Admittedly I only skimmed the article, but I think one of the major problems with a study like this is how broad "AI" really is. MS copilot is just bing search in a different form unless you have it hooked up to your organizations data stores, collaboration platforms, productivity applications etc. and is not really helpful at all. Lots of companies I speak with are in a pilot phase of copilot which doesn't really show much value because it doesn't have access to the organizations data because it's a big security challenge. On the other hand, a chat bot inside of a specific product that is trained on that product specifically and has access to the data that it needs to return valuable answers to prompts that it can assist in writing can be pretty powerful.
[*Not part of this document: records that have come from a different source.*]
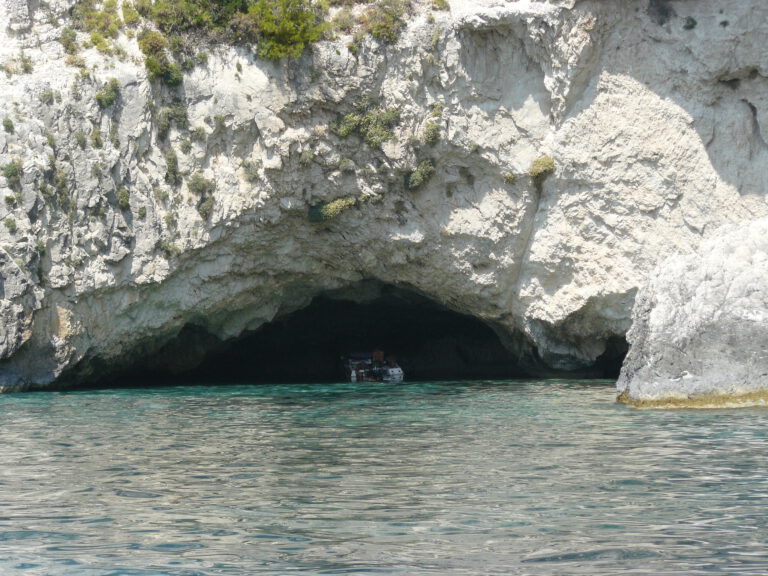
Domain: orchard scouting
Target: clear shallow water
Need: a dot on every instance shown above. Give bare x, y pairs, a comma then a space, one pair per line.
447, 479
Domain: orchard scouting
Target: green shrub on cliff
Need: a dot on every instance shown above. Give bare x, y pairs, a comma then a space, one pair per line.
540, 169
284, 28
330, 210
385, 20
375, 126
156, 60
123, 198
13, 172
420, 175
109, 93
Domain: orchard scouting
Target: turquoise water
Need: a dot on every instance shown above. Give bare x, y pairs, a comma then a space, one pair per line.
466, 478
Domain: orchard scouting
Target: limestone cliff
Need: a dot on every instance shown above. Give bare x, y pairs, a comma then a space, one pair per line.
700, 332
114, 239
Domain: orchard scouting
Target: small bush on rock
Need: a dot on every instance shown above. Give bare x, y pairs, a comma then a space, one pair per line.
431, 133
540, 169
421, 175
328, 211
385, 20
13, 172
123, 199
375, 125
109, 93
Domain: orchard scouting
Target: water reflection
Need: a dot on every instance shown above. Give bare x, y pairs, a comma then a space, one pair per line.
448, 478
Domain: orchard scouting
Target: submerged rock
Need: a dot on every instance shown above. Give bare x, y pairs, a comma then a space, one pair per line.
700, 326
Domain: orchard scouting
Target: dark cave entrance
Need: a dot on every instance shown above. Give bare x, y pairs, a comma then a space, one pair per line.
430, 342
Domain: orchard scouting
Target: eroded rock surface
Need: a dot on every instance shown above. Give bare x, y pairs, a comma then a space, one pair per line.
700, 330
654, 113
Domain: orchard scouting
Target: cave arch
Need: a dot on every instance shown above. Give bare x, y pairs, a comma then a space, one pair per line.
430, 341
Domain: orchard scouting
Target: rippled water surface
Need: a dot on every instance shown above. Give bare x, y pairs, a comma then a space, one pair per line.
423, 478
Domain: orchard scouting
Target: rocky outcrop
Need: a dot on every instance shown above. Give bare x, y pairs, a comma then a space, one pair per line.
652, 111
700, 330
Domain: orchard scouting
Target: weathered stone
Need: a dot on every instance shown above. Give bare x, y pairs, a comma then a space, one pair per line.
656, 131
700, 326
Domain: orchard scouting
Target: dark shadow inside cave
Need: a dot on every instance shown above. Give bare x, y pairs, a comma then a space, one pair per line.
429, 341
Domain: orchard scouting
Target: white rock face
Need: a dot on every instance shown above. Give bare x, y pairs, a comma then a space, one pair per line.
654, 113
700, 331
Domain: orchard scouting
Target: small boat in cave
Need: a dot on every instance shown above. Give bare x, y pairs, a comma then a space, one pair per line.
372, 367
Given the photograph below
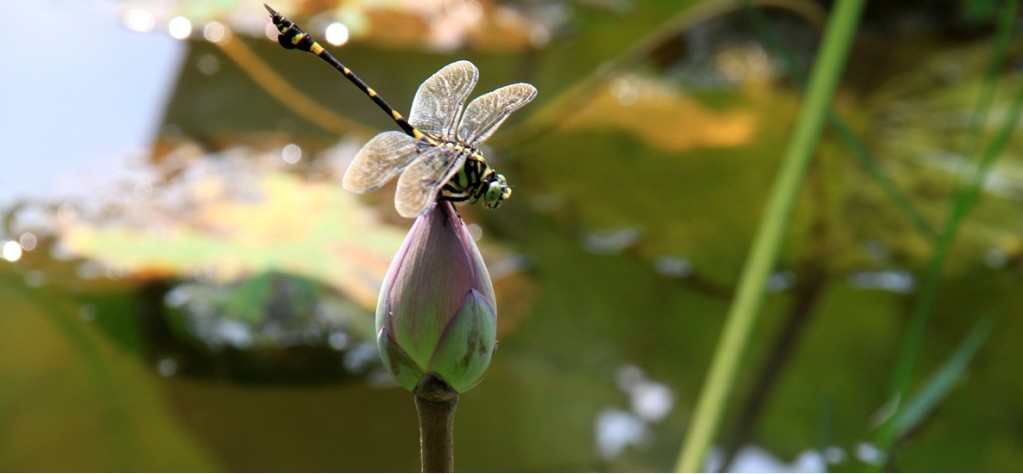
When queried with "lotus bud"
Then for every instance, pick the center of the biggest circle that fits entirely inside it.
(436, 312)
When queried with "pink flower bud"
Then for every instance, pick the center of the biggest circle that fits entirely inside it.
(436, 312)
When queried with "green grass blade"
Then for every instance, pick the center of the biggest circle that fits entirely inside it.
(845, 133)
(928, 292)
(936, 389)
(998, 51)
(739, 326)
(961, 207)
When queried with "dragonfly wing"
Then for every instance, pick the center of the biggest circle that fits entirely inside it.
(380, 160)
(439, 101)
(418, 185)
(487, 112)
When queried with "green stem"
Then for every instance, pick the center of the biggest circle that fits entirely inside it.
(742, 315)
(436, 402)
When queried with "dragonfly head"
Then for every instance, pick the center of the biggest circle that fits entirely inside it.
(497, 189)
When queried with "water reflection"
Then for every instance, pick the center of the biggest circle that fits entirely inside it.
(179, 28)
(650, 401)
(11, 251)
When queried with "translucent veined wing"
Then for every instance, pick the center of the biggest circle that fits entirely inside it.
(486, 113)
(418, 185)
(439, 100)
(380, 160)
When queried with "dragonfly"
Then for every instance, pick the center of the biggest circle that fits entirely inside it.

the larger context sizes specifically are what I'm fascinated by. imagine running an LLM locally and feeding it all your data. appointments, relationships, notes whatever. you could also connect it to smart Home devices. I really need to get my hands on a GPU with 16 gigs of vram
AI is better when I use it for item generation. It kicks ass at generating loot drops for encounters. All I really have to do is adjust item names if its not a mundane weapon. I do occasionally change an item completely cause its effects can get bland. But dont do much more than that.
That's because you're using AI for the correct thing. As others have pointed out, if AI usage is enforced (like in the article), chances are they're not using AI correctly. It's not a miracle cure for everything and should just be used when it's useful. It's great for brainstorming. Game development (especially on the indie side of things) really benefit from being able to produce more with less. Or are you using it for DnD?
I use it for tabletops lol I haven't thrown any game dev ideas in there but that might be because I already have a backlog of projects cause I'm that guy.
It's made my job so much simpler! Obviously it can't do your whole job and you should never expect it to, but for simple tasks like generating a simple script or setting up an array it BLAH BLAH BLAH, get fucked AI Techbros lmao
The summary for the post kinda misses the mark on what the majority of the article is pushing.
Yes, the first part describes employees struggling with AI, but the majority of the article makes the case for hiring more freelancers and updating "outdated work models and systems...to unlock the full expected productivity value of AI."
It essentially says that AI isn't the problem, since freelancers can use it perfectly. So full time employees need to be "rethinking how to best do their work and accomplish their goals in light of AI advancements."